Cancer Cells Inspire Artist

 

Helen Otterson, North Dakota State University, spends her spare time creating sculptures inspired by cell and plant life. Her past experiences and interest in biology have helped her create numerous sculptures which can be seen third floor McCarthy Hall until October 2.

Otterson’s father developed cancer when she was a child, and that sparked her interest in cell life, specifically cancer cells. Otterson studied at the University of Miami where she began working with ceramics, glass and clay. She later added bronze to her sculptures as a support for heavier glass pieces. During her college career she focused on womanhood, femininity and loss of identity before going back to her interest in biology and applying that to her art. Otterson focused on diseased cells and the way they affected the body.

“Disease is essentially cells that have gone wrong and continue to multiply,” said Otterson.

After multiple residencies through various art centers, Otterson began working in south Florida. She was drawn to the succulents in Florida and began to incorporate botanical imagery into her sculptures. She focused on the similarities between the harsh environments endured by succulents and caused by diseased cells.

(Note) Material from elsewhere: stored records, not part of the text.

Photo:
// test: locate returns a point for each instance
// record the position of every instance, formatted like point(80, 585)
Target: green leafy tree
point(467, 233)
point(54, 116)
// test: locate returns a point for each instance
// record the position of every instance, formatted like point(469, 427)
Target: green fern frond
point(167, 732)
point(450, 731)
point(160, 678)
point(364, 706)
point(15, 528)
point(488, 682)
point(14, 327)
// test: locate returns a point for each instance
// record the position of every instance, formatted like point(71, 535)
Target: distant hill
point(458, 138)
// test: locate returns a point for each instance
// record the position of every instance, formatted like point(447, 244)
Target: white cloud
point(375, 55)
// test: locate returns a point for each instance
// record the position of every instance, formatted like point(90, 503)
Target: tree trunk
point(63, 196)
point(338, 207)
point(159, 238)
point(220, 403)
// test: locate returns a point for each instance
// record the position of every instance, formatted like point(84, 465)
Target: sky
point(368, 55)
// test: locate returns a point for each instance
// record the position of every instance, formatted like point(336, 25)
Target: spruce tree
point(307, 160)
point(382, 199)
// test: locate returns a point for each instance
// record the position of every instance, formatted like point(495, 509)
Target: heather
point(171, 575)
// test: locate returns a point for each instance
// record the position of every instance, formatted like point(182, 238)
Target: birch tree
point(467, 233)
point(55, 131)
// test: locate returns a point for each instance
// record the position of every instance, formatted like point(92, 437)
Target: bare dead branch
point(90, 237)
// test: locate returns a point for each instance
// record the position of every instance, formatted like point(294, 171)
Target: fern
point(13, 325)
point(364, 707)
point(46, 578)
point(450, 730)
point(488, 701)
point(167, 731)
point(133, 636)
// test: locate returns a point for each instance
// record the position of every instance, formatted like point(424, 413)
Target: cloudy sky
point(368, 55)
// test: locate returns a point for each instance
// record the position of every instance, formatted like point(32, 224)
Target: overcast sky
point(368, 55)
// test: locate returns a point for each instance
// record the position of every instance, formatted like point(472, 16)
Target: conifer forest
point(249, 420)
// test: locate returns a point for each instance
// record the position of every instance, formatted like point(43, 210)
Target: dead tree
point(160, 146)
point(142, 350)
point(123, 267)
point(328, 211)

“Life is composed of the same basic elements, the same goals, the pursuit of survival,” said Otterson. This is what inspired her to combine cells and botanical imagery into her sculptures.

Otterson has two sculptures in shows taking place in Kansas City, Missouri on March 16-19 during NCECA, the National Council on Education for the Ceramic Arts. You can also view many of her sculptures on the third floor of McCarthy hall until Oct. 2.